BDO UNIBANK, Inc. navigated a complex first quarter, posting a modest 2% increase in net profit to P20.1 billion. This growth, however, was carefully balanced against a rising tide of caution, as the bank proactively fortified its defenses against potential global economic headwinds stemming from escalating tensions in the Middle East.
While overall earnings edged upward, key performance indicators revealed a subtle shift. Return on equity dipped from 13.77% to 12.76%, and return on average assets followed suit, declining to 1.47% from 1.64%. These adjustments reflect a deliberate strategy to prioritize stability in an increasingly uncertain world.
Despite these adjustments, the bank’s core business demonstrated resilience. Net interest income surged 11% to P53 billion, fueled by a substantial 16% year-on-year increase in gross loans, reaching P3.77 trillion. This growth spanned all market segments, showcasing broad-based demand.
A notable improvement in the nonperforming loan (NPL) ratio – falling from 1.77% to 1.68% – indicated strengthening asset quality. However, the bank bolstered its provisions, more than doubling them to P6.1 billion, a preemptive measure to address potential risks associated with expanding consumer loans.
The impact of global instability was particularly evident in fee income, which moderated to 4% due to a significant slowdown in capital markets and investment banking activity. The conflict in the Middle East created a climate of hesitancy, stalling large-scale transactions.
Offsetting this slowdown, the bank’s insurance operations experienced a robust 27% increase in income, reaching P2.1 billion. This growth helped to cushion the impact of the dampened fee income, demonstrating the diversification of BDO’s revenue streams.
Operational efficiency also improved, with the cost-to-income ratio decreasing from 60.1% to 58%, despite a 6% rise in operating expenses to P43.4 billion. This indicates a tightening of internal controls and a focus on maximizing resource allocation.
Total deposits grew by a healthy 15% to P4.429 trillion, with low-cost CASA deposits – current and savings accounts – leading the way, increasing to P2.906 trillion. This strong deposit base provides a solid foundation for future lending and investment.
Looking ahead, BDO’s leadership expressed cautious optimism. While acknowledging the potential for geopolitical risks to dampen public and private spending, they anticipate continued loan growth, albeit at a potentially normalized pace after a strong first quarter.
Executives noted a temporary slowdown in regional consumption and investment patterns, but expect a subsequent pickup in activity.

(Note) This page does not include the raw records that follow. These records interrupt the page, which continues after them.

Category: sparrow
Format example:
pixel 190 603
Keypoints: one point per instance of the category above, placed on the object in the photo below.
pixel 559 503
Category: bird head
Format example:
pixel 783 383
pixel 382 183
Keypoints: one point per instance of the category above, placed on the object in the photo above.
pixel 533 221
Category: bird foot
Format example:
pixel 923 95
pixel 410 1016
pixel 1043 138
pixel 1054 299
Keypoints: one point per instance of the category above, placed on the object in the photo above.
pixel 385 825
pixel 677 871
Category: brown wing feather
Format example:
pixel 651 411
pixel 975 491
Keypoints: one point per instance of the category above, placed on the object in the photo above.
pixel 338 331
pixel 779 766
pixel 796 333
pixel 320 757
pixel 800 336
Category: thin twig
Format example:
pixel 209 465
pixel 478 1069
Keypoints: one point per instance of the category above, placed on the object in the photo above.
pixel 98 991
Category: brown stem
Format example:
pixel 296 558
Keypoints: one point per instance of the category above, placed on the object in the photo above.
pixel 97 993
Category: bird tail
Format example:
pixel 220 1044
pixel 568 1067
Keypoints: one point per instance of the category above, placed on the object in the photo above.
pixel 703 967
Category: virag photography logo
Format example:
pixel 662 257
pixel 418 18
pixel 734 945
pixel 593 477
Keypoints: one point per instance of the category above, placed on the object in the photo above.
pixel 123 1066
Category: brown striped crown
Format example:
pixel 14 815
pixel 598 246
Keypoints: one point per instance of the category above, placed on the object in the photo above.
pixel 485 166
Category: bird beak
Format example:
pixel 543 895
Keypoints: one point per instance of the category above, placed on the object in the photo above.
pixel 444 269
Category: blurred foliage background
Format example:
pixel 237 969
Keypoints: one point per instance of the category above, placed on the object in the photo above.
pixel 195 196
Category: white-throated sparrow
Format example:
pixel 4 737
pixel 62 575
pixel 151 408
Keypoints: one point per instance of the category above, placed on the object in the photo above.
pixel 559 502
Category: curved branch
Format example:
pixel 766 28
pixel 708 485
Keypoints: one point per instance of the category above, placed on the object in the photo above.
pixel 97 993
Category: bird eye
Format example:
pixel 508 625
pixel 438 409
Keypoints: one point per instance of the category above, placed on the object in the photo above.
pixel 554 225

They emphasized that current economic conditions remain stronger than both the pre-crisis period and the height of the COVID-19 pandemic.
The bank is proactively adjusting its credit underwriting standards in select consumer lending sectors, anticipating potential increases in delinquencies. However, they believe the impact will be manageable, depending on the duration of the ongoing conflict.
Potential interest rate hikes by the central bank present a double-edged sword: margins could improve, but funding costs and potential delinquencies could also rise. BDO is prepared to navigate these competing forces and maintain a balanced approach.
Despite market fluctuations – with shares closing down 2.29% on Friday – BDO remains committed to expansion, planning to open 120 new branches this year, signaling continued confidence in the long-term growth potential of the Philippine economy.